Amazon Web Services next week will host its second customer conference, which is sure to grab headlines and be the center of cloud industry discussion. But, as Amazon continues its run leading the IaaS market, Microsoft has slowly but surely been building up its Windows Azure cloud with the intention of giving AWS a run for its money.
Microsoft has been adding features to its cloud at an impressive pace in an effort to bring it up to par with AWS. It's caught the attention of industry watchers, including ones who aren't afraid to throw punches. James Urquhart, director of Dell's cloud management product and an industry pundit, recently tweeted the following:
I have to say, however, that Microsoft continues to quietly build a compelling case for Azure for the enterprise.
Here's some of the news out of Redmond in recent weeks:
- Virtual machine enhancements including the preview of a distributed cache system, which allows customers to use cached versions of applications or VMs to improve scalability and performance; and schedule-based auto-scaling.

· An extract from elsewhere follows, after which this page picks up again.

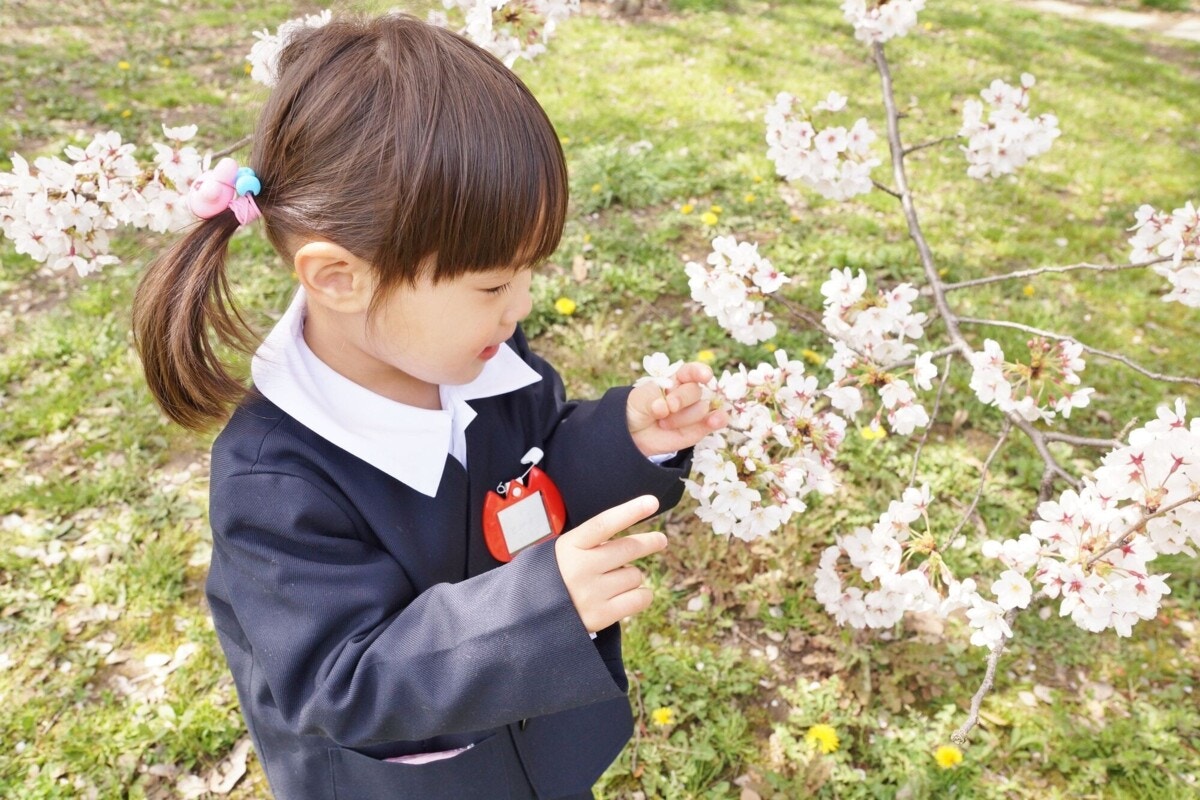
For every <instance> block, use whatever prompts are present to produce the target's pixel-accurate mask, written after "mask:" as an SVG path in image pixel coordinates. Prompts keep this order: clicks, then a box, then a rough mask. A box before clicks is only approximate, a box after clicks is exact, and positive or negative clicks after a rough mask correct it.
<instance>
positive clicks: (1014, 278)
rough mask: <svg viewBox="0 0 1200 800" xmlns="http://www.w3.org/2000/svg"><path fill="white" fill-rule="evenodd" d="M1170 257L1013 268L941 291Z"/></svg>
mask: <svg viewBox="0 0 1200 800" xmlns="http://www.w3.org/2000/svg"><path fill="white" fill-rule="evenodd" d="M1169 260H1171V259H1170V258H1156V259H1154V260H1152V261H1139V263H1136V264H1088V263H1080V264H1068V265H1066V266H1038V267H1032V269H1028V270H1015V271H1013V272H1006V273H1003V275H989V276H986V277H982V278H972V279H970V281H959V282H958V283H946V284H943V285H942V291H958V290H959V289H970V288H972V287H982V285H985V284H988V283H998V282H1000V281H1015V279H1018V278H1030V277H1033V276H1036V275H1046V273H1049V272H1073V271H1075V270H1091V271H1093V272H1120V271H1122V270H1140V269H1144V267H1146V266H1151V265H1152V264H1162V263H1163V261H1169Z"/></svg>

- The rollout of Windows Azure multi-factor authentication for services such as VPNs, web applications, Azure, Office 365 and application features such as enhanced service bus for messaging across hosted applications, and push notification capabilities.
- GA of HDInsights: This is an Apache Hadoop-based big data analytics platform that gives Microsoft a BI tool to compete with Amazon Web Services' Elastic Map Reduce (EMR) and Google's BigQuery. Read more.

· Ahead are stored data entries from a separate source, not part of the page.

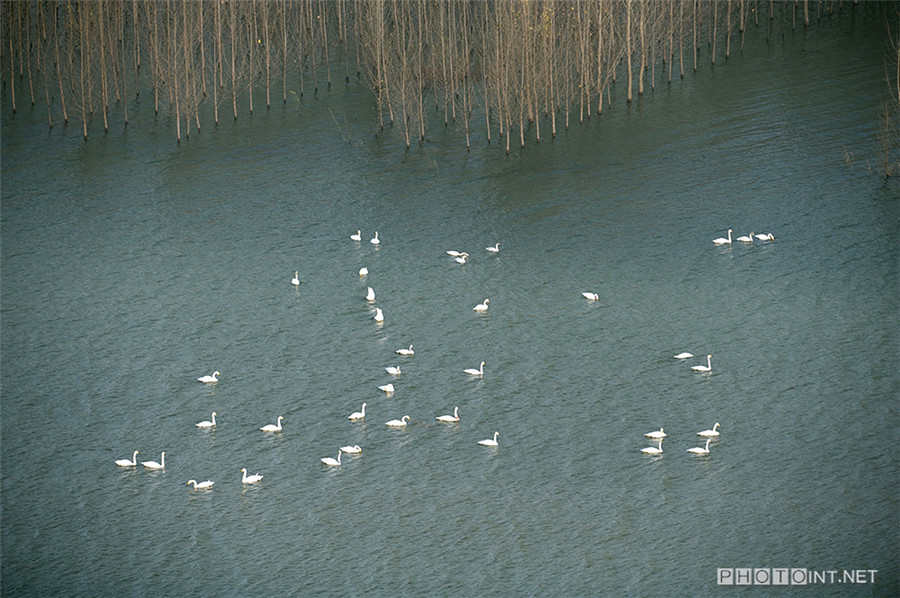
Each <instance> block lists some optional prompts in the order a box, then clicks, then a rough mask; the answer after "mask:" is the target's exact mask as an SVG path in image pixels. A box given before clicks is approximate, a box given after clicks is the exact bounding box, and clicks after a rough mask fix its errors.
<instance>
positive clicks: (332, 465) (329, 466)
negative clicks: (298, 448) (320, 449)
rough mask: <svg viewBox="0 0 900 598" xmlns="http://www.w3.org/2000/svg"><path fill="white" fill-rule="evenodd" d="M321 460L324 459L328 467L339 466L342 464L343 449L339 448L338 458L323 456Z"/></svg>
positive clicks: (325, 464) (322, 461) (323, 461)
mask: <svg viewBox="0 0 900 598" xmlns="http://www.w3.org/2000/svg"><path fill="white" fill-rule="evenodd" d="M320 461H322V463H324V464H325V465H327V466H328V467H335V466H339V465H340V464H341V451H340V450H338V458H337V459H334V458H332V457H322V459H320Z"/></svg>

- Automatic backup to Windows Azure: Backup and recovery is a natural use case for cloud computing, and Azure recently rolled out automatic backups from within Windows Sever and Systems Center, and have the files backed up directly into Azure.
- Plans to create a dedicated public cloud for federal government workloads.
- Preview of Import/Export storage: This allows customers to ship large amounts of data in encrypted hard disk drives via FedEx to avoid them traveling over public Internet connections. More here.
One of the strengths of Amazon Web Services' cloud is its massive marketplace of products and services that are optimized to run on top of AWS IaaS. Microsoft is starting to build that up too. KEMP Technologies, for example, recently came out with what it calls the first third-party load balancer in Azure. Cloud Cruiser rolled out monitoring and optimization tools for Azure workloads. Charito, an analytics and BI tool, added support for analyzing data stored in Azure. And EVault just ran a promotion to offer backup of data stored on premises that is linked to applications hosted in Azure.
Microsoft is also making in-roads in open source world. Dell and SUSE recently announced support for Microsoft's Hyper-V virtualization platform in the latest edition of SUSE's OpenStack distro. Ubuntu's Juju management platform, which lets customers create customized workflow processes, had added support for Azure services. And Microsoft's biggest pivot in the open source world for Azure occurred last year when it opened Azure up to offering Linux-based virtual machines in its IaaS.